One Monday last September, hundreds of lawyers and paralegals showed up to work in Paul, Hastings, Janofsky & Walker's nine U.S. offices and found a laminated page sitting by their computers. "Get Started in Six Steps," it began.

It sounded simple, but over the weekend Paul Hastings had actually reinvented the way the global law firm works, replacing a cumbersome legacy application with a new document management system that completely restructured the way files were organized. It combined e-mail and documents into one centralized system instead of splitting them between different systems and offices.

"Before, you had information dispersed everywhere," says CIO Stova Wong. "There were such inefficiencies in the old system. All our client files were in different conditions. Attorney[s] A and B had their own files in their own offices. If Attorney C came into the case, he had to ask for someone to e-mail him that file."

Now it's all in one location. And while this may mean more work for individual attorneys who have to access the master document instead of just their own draft, it also means that the overall process is streamlined and more efficient for the client.

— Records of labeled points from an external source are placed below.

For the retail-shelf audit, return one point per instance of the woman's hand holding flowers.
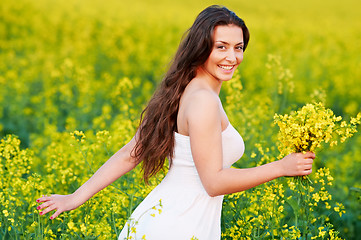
(297, 164)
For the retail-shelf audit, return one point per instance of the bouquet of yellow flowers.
(304, 130)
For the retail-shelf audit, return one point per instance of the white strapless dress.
(187, 211)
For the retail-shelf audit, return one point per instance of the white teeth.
(225, 67)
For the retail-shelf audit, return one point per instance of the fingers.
(48, 209)
(48, 205)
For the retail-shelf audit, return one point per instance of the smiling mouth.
(226, 67)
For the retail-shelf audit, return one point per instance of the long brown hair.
(158, 121)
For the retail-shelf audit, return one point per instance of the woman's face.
(227, 52)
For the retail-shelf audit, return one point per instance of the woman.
(185, 122)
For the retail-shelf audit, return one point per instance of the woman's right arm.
(118, 165)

"Our old system sucked, but everyone got used to it," says Derek Smith, an attorney who is the chairman of the firm's technology committee, which oversees the IT department. "It was crappy but familiar."

Changing the way people work is never popular, but it's often necessary for the business. The new document management system is but one of myriad technologies that Paul Hastings has deployed in its transformation from a regional law firm where the business day ends with the FedEx deadline to an international practice where the workday never ends. Technology deployments can be relatively easy. Transforming work habits is almost always more challenging.

"There was tons of resistance," says Wong. "Users have to live in a world that's more like a public domain, sharing files. The fear that anyone might have the appropriate rights to see the whole file makes attorneys very careful. When you're centralizing something like this, you have to give up speed. You're saving to a central location. It was really difficult for attorneys to learn a different application, even in the Outlook application. Searching documents was different. It's really a change in culture, switching to a client-centric model."